De 21/12/2020 a 27/12/2020.

Rap PT – Dicas da Semana #11

Texto: Paulo Pena
Fotografia: Direitos Reservados
Publicado a: 29/12/2020

Se o rap nasceu para resistir e lutar, não há força da natureza que o extinga. Aqui o bicho só se manifesta nas rimas e batidas, e os nossos soldados não baixam canetas nem no pior dos cenários.

De semana em semana, há novas linhas por decifrar, novos sons por escutar, novas dicas (*) para encaixar. Seja em português ou em crioulo, do masculino ao feminino, desde as maiores estrelas nacionais aos mais anónimos rappers de sótão, do trap ao drill, há espaço para tudo o que nos faça abanar a cabeça, por dentro e por fora. 



[ETHOS] “CATACUMBAS” 

Depois de medir rimas em “ESCALAS”, ETHOS desce às “CATACUMBAS” para “trazer barras às postas”. O rapper deambula pisando as notas espetadas por LethalNeedle e riscadas por saraiva, sem dó nem piedade – “O que aqui vês é nu e cru não há cá Al Capones” –, entra no primeiro verso a palpar terreno e termina o segundo de olhos fechados, com um microfone tinto na mão.
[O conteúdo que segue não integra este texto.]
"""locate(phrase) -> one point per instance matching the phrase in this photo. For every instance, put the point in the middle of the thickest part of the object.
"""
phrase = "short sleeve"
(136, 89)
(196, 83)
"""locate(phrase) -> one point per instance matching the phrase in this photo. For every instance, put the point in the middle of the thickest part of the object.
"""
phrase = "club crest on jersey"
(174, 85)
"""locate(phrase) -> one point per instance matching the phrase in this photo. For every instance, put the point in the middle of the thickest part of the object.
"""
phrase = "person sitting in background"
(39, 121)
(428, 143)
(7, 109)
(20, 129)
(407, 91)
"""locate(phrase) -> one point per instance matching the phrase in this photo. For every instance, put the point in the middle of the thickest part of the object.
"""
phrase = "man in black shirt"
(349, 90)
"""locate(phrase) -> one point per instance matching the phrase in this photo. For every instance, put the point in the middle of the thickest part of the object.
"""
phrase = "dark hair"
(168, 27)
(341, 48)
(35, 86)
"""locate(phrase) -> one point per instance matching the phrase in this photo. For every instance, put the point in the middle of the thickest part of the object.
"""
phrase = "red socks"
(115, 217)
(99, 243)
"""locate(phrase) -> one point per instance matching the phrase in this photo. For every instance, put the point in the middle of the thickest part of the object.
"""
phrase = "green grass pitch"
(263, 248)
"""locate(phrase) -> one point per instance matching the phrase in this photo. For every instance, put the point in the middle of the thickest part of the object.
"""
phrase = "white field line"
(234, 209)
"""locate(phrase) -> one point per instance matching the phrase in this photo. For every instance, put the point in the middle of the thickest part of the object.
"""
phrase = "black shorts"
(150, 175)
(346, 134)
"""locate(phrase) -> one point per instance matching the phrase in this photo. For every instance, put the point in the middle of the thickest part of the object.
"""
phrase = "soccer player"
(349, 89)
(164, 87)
Mas mesmo de mão ocupadas (ou algemadas), ETHOS até escreve (dicas da semana) “com o braço às costas”. 



[Smélio & Lazy] “Horinha” (feat. DJ Allexia) 

À Socapa é o novo EP que junta Smélio a Lazy em cinco faixas. “Horinha” tem segundos que cheguem para Allexia cortar tempos ditados por Lazy, responsável também pela produção.  
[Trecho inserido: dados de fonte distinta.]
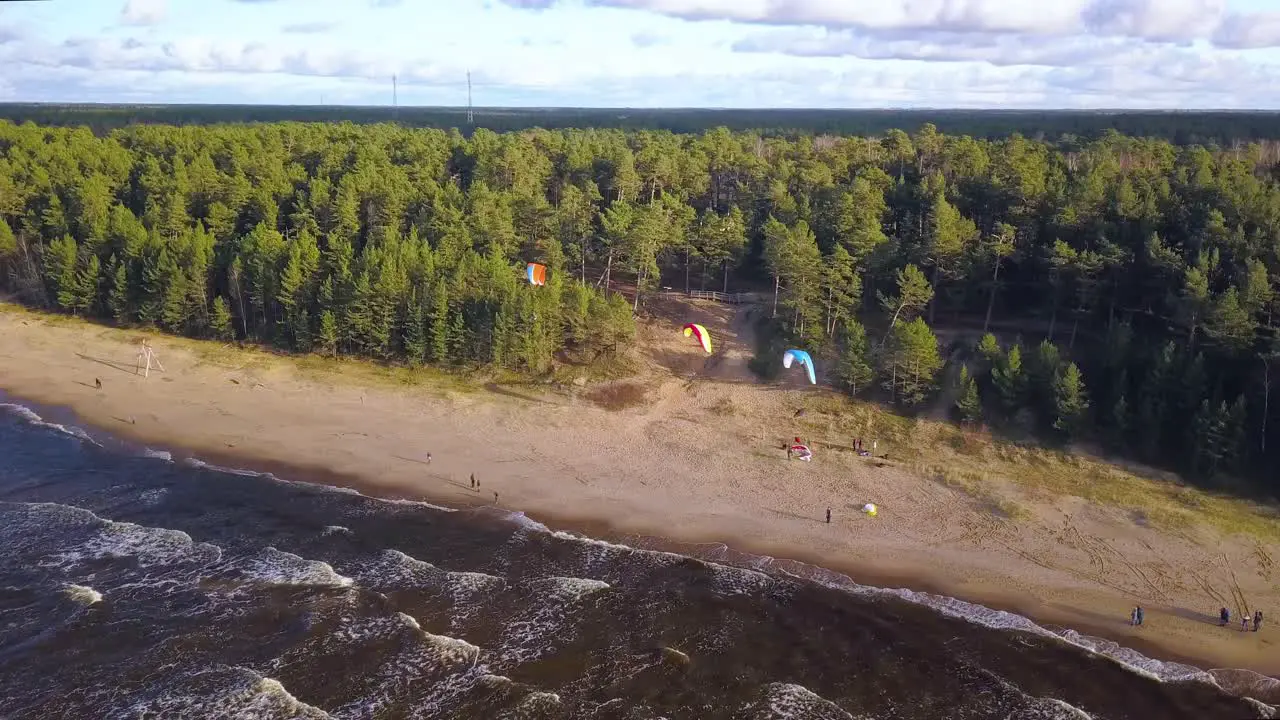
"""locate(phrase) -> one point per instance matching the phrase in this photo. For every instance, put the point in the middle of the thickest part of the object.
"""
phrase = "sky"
(1015, 54)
Os dois rappers do Porto uniram forças para fazer um braço de ferro com canetas de ouro, numa faixa sem frases feitas, mas de repetição fácil. São horas de voltar a ouvi-la – “O corpo dança, já vai torto, já está na horinha”.



[Colectivo 258] “Identidade” 

Colectivo 258, composto por Neno a.k.a. Espalha, Onakep, Vi-X aka Trocadilho, Edsom, Tuka, Ré Menor, AgaH2O e Che, escolheu a véspera de Natal para reforçar a sua “Identidade” vianense. É boom bap à antiga mas continua fresco e actual – pois é… nem todas as velhas fórmulas estão ultrapassadas, e por vezes são as máquinas mais clássicas que perduram no tempo a trabalhar sem falhas. 
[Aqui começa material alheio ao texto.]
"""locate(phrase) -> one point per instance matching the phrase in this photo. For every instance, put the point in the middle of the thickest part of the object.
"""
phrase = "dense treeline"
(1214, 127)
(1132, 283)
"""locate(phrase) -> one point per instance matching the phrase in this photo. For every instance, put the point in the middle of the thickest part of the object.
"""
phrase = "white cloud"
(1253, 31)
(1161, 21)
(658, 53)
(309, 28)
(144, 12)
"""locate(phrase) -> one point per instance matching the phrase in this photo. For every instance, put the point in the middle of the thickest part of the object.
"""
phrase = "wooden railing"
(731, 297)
[Tyson X] “Há Tantos Rappers” 

Se na semana passada nos questionávamos sobre “o que é hip hop tuga, mesmo?”, Tyson X vem oferecer uma outra perspectiva a essa discussão. Pertencer ou não pertencer, eis a questão. A verdade é que “há tantos rappers”… É sobre isso que o rapper (entre tantos…) reflete na última faixa retirada do seu projecto recentemente divulgado, Mesmo dentro do Inferno, procura o teu céu. E para quem se perder entre a diversidade e a quantidade, estão no sítio certo para encontrar artesãos nesta arte, com Tyson X, aqui, a título de exemplo. 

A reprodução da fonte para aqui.